This project implements an ETL (Extract, Transform, Load) pipeline to fetch weather data from the OpenWeatherMap API, store it in a PostgreSQL database, and visualize it using Metabase. The entire workflow is orchestrated by Apache Airflow 3.
- Automated Data Extraction: Regularly fetches weather data for specified locations.
- Robust Orchestration: Uses Apache Airflow for scheduling, monitoring, and managing the ETL pipeline.
- Scalable Data Storage: Leverages PostgreSQL for storing weather data.

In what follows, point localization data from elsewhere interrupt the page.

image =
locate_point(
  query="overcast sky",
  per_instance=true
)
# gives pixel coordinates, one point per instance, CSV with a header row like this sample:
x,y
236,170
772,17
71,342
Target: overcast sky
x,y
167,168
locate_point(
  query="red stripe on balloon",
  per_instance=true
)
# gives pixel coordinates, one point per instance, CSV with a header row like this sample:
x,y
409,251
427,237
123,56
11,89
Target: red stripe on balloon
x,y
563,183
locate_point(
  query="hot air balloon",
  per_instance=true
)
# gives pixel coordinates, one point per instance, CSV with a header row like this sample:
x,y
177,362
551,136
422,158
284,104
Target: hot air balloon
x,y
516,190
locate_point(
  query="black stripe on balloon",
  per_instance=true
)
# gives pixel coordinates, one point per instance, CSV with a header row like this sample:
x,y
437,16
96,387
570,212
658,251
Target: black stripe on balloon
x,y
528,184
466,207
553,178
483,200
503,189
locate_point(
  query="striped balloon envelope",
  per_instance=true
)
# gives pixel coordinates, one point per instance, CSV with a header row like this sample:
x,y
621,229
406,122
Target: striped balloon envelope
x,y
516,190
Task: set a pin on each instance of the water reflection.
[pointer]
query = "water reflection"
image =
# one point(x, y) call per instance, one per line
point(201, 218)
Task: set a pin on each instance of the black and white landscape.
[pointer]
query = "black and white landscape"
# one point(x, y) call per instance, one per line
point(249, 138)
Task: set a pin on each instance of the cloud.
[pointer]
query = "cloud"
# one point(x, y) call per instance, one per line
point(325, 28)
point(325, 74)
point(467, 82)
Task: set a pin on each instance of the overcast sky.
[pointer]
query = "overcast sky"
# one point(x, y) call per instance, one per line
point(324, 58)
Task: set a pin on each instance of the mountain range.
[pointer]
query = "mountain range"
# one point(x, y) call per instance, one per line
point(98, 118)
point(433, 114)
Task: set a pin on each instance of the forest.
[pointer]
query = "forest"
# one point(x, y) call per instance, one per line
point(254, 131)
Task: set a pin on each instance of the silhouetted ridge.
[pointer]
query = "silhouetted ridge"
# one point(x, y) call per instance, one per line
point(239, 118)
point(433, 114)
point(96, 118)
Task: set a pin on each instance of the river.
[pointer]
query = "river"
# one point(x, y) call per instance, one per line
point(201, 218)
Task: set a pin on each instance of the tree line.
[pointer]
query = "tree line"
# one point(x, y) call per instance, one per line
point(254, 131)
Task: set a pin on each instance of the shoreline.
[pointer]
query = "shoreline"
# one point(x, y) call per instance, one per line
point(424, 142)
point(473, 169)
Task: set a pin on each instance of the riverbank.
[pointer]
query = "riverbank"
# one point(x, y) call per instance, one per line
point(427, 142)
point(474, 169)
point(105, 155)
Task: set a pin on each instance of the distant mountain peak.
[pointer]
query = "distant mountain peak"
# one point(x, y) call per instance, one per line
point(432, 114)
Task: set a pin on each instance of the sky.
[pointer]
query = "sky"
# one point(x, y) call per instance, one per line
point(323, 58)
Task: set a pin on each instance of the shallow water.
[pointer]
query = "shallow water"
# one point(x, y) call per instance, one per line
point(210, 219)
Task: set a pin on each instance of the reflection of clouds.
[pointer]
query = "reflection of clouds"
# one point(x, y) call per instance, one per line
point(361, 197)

- Easy Database Management: Includes pgAdmin for easy interaction with the PostgreSQL database.
- Insightful Visualization: Connects to Metabase for creating dashboards and visualizing the weather data.
- Local Development: Utilizes Airflow's
LocalExecutor
for easy setup and execution on a single machine.

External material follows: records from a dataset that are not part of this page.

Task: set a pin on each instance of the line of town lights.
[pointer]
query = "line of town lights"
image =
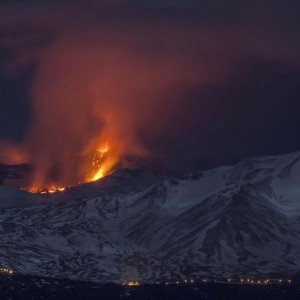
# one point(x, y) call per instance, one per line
point(228, 281)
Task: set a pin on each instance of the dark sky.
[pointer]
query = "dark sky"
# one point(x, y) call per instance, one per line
point(244, 54)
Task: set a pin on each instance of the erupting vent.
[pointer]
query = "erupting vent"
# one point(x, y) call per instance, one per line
point(100, 164)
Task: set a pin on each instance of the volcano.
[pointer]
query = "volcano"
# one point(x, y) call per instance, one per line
point(137, 225)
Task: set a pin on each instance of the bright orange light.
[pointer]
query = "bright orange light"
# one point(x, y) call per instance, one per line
point(104, 159)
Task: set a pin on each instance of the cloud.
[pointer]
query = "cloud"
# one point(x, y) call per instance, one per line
point(113, 76)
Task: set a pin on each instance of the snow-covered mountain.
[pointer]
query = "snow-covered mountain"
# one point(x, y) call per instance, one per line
point(242, 219)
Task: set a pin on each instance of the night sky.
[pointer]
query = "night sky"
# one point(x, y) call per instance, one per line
point(199, 83)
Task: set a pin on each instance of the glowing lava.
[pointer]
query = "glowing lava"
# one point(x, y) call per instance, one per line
point(100, 165)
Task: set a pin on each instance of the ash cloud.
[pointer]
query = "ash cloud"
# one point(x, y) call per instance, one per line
point(136, 77)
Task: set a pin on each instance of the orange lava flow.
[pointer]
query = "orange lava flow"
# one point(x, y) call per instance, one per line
point(102, 162)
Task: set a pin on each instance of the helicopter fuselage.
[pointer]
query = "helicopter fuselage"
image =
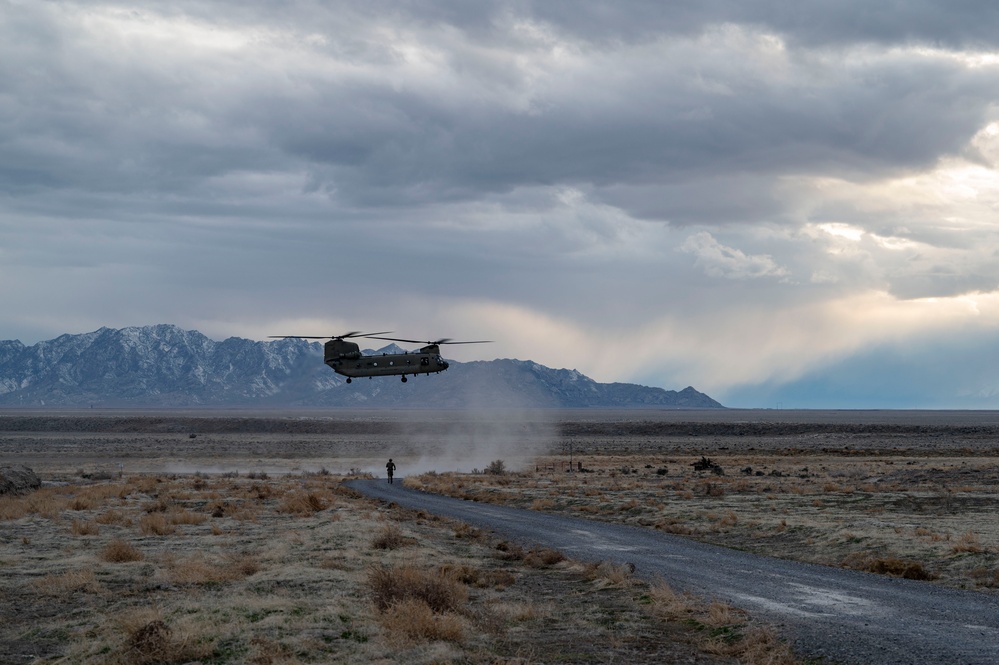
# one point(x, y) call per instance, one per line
point(345, 358)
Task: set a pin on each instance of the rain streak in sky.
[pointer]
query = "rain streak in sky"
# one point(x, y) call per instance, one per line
point(792, 205)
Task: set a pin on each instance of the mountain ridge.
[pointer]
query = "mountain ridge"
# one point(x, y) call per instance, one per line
point(165, 366)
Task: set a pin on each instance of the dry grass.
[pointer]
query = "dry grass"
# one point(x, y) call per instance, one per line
point(412, 619)
point(722, 629)
point(391, 537)
point(439, 589)
point(831, 506)
point(284, 558)
point(119, 551)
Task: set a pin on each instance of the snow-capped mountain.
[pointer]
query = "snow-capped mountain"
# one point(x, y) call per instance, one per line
point(166, 366)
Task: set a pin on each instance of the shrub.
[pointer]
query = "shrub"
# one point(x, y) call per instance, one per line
point(543, 557)
point(439, 589)
point(302, 503)
point(391, 538)
point(85, 528)
point(413, 619)
point(118, 551)
point(156, 524)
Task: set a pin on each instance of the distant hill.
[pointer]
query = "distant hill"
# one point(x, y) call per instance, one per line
point(165, 366)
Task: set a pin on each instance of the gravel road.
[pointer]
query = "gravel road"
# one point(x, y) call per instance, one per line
point(845, 616)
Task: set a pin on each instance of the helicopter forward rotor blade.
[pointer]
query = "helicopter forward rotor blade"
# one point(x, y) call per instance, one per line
point(353, 333)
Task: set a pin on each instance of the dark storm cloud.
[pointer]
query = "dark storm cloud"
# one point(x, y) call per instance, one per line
point(668, 171)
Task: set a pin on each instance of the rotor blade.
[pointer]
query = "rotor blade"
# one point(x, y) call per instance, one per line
point(446, 340)
point(396, 339)
point(296, 337)
point(352, 333)
point(359, 334)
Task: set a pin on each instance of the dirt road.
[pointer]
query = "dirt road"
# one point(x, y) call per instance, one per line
point(838, 614)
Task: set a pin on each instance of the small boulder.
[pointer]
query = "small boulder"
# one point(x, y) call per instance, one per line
point(18, 479)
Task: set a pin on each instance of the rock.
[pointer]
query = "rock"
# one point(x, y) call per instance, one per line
point(18, 480)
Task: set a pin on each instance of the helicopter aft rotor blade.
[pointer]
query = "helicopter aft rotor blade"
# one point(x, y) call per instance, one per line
point(446, 340)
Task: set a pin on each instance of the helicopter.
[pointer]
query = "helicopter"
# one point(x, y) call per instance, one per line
point(345, 357)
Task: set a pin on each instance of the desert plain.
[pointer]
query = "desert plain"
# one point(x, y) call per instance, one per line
point(228, 537)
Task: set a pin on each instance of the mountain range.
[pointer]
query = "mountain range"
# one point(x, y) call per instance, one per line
point(165, 366)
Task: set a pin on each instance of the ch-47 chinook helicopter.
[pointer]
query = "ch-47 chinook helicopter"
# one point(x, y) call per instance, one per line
point(345, 357)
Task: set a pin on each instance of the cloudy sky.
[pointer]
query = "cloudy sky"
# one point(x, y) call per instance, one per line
point(781, 207)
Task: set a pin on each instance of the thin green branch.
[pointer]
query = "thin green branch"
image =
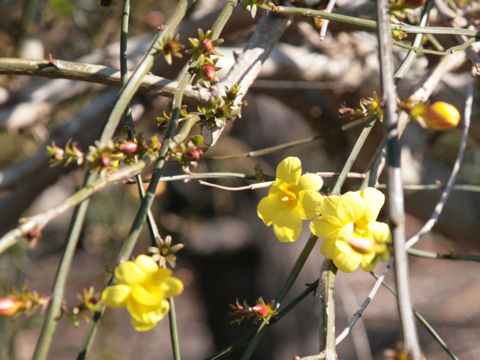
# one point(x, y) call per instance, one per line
point(291, 144)
point(149, 84)
point(425, 324)
point(395, 201)
point(451, 256)
point(302, 258)
point(371, 24)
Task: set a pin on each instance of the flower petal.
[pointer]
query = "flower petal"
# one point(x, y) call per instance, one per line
point(267, 208)
point(142, 297)
point(309, 203)
point(326, 230)
point(310, 181)
point(380, 232)
point(175, 287)
point(287, 226)
point(115, 296)
point(146, 264)
point(289, 170)
point(340, 210)
point(374, 200)
point(129, 273)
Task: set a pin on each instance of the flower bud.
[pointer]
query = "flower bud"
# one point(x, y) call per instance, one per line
point(129, 147)
point(104, 160)
point(208, 72)
point(260, 309)
point(441, 115)
point(206, 46)
point(9, 306)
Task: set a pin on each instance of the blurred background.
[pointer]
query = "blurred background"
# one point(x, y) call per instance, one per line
point(228, 252)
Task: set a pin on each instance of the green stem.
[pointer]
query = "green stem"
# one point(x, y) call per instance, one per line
point(282, 293)
point(291, 144)
point(239, 343)
point(54, 309)
point(371, 24)
point(425, 324)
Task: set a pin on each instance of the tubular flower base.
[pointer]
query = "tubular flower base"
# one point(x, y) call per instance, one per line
point(352, 236)
point(292, 198)
point(143, 287)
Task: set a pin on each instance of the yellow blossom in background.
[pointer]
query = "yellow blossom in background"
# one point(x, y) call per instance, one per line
point(352, 235)
point(143, 287)
point(292, 198)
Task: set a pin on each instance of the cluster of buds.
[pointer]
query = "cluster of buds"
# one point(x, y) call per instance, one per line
point(204, 45)
point(103, 158)
point(439, 115)
point(87, 301)
point(258, 312)
point(187, 152)
point(202, 50)
point(172, 47)
point(164, 252)
point(369, 108)
point(206, 71)
point(25, 302)
point(218, 111)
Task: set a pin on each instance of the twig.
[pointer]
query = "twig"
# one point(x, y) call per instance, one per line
point(424, 322)
point(453, 175)
point(323, 29)
point(370, 24)
point(291, 144)
point(395, 200)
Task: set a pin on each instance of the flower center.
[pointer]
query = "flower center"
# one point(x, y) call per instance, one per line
point(289, 197)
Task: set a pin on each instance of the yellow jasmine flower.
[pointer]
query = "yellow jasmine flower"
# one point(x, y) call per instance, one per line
point(352, 235)
point(292, 198)
point(143, 287)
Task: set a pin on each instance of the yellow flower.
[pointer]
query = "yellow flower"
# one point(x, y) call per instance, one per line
point(439, 115)
point(292, 198)
point(352, 236)
point(143, 287)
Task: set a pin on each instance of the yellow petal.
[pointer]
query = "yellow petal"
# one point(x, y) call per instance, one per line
point(129, 273)
point(146, 264)
point(309, 203)
point(267, 209)
point(175, 287)
point(115, 296)
point(289, 170)
point(340, 210)
point(328, 248)
point(143, 297)
point(374, 200)
point(368, 263)
point(380, 232)
point(326, 230)
point(287, 226)
point(310, 182)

The pipeline follows a simple, yet effective, data flow:
- Airflow DAG: A Directed Acyclic Graph (DAG) is scheduled to run at a regular interval.
- Extract: The DAG triggers a task that calls the OpenWeatherMap API to fetch the latest weather data.
- Transform: The raw JSON data from the API is transformed and cleaned into a structured format.
- Load: The transformed data is loaded into a table in the PostgreSQL database.
- Visualize: Metabase is connected to the PostgreSQL database, allowing for the creation of interactive charts and dashboards to analyze the weather data.
+---------------------+ +----------------+ +-----------------+ +----------------+
| OpenWeatherMap API |----->| Airflow 3 |----->| PostgreSQL |<-----| pgAdmin |
+---------------------+ | (Orchestration)| +-----------------+ +----------------+
+----------------+ ^
|
|
+-------+--------+
| Metabase |
| (BI Dashboard) |
+----------------+
- Orchestration: Apache Airflow 3
- Database: PostgreSQL
- DB Interface: pgAdmin
- BI Tool: Metabase
- Executor: Airflow
LocalExecutor
- Containerization: Docker & Docker Compose
.
├── dags/ # Airflow DAGs
│ └── weather_etl_dag.py
├── plugins/ # Custom Airflow plugins (if any)
├── logs/ # Logs from Airflow tasks
├── docker-compose.yml # Docker Compose file for all services
├── Dockerfile # Dockerfile for the Airflow image
└── README.md
This project is licensed under the MIT License. See the LICENSE file for details.